F: you started a new line by asking if the game of croquet could be made into a real muddle only by having all the things in it alive. ... There is something funny about that point.
D: What?
F: ... Something about living things and the difference between them and the things that are not alive... Horses don't fit in a world of automobiles. ... They're unpredictable, like flamingos in the game of croquet.
D: What about people? … Do they fit? … on the streets?
F: No, I suppose they don't really fit—or only by working pretty hard to make themselves fit.
(Bateson [1953] 1972: 41)
An exotic observer would probably judge that car traffic in the center of a big city on a highway surpasses human faculties; and indeed traffic surpasses human faculties in so far as it does not really place against each other neither men nor natural laws, but rather systems of natural forces humanized by the intention of the drivers and human beings transformed into natural forces by the physical energy of which they have made themselves the mediator. It is not the case any more than an agent operates on an inert object, nor of the return action of an object, as agent, on a subject alienated by itself and demanding nothing in return, that is a situation involving some passivity on either side: the beings confronting each other struggle both as subjects and as objects; and, in the code which they use, a small variation in the distance that separates them has the strength of a mute command. (Lévi-Strauss [1962] 1966)

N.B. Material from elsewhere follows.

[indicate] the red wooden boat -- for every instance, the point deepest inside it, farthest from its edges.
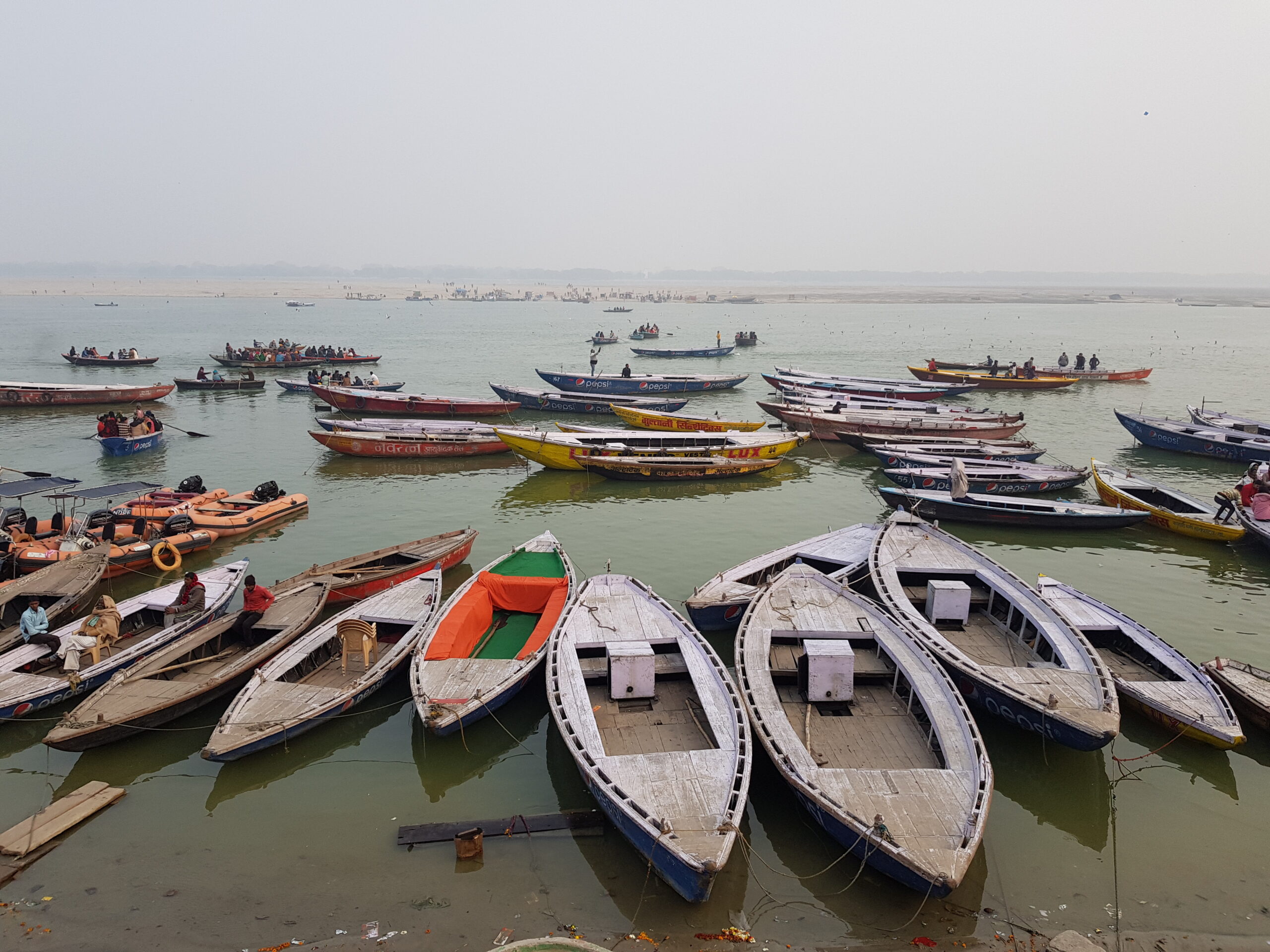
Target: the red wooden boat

It is true that the operations of walking on can be traced on city maps in such a way as to transcribe their paths (here well-trodden, there very faint) and their trajectories (going this way and not that). But these thick or thin curves only refer, like words, to the absence of what has passed by. Surveys of routes miss what was: the act itself of passing by. ... They allow us to grasp only a relic set in the nowhen of a surface of projection. Itself visible, it has the effect of making invisible the operation that made it possible. (de Certeau [1980] 1984: 97)

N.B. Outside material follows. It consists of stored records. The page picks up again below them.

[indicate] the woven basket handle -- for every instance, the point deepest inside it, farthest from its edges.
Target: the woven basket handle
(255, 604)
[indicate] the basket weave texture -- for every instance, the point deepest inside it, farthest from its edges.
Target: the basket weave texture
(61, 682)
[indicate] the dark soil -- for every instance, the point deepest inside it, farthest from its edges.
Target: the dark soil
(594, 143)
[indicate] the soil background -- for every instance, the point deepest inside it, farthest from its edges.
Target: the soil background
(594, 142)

Herman and his colleagues used elegant formal analytic procedures to record and analyze flow data. They were able to specify the traveling wave as a causal structure of the traffic stream's rate of flow. With it they could specify other consequential structures of the wave and the traffic stream. But they were not able to make the concertedly achieved phenomenon of traveling waves instructably reproducible in needed details. They could not find or specify the details they needed, "From the helicopter" (literally and figuratively) they could find and demonstrate the wave as a causal structure. Indeed they were best able to locate and demonstrate the accordion wave, being outside the stream, from the helicopter, with photographs taken from the helicopter. But they needed as well to make it instructably reproducible in and as its local, endogenously achieved, procedurally adequate, coherent details as a great recurrency of an in-course line of traffic. They had to do so in each next actual case, in each case for a next first time, just in any actual case. (Garfinkel 2002: 163)
Note the schockwaves on the right lanes. Note also the cohorts on the left lanes. Note the "helicopter view." Note that we have no evidence as to how shockwaves and cohorts are actually produced by individual drivers dealing with other drivers. And note also the driver who bypasses the cohorts by driving on the access to the rest area. Arguably, the "helicopter view" give you a sense of the system but not of the methods through which the system is maintained.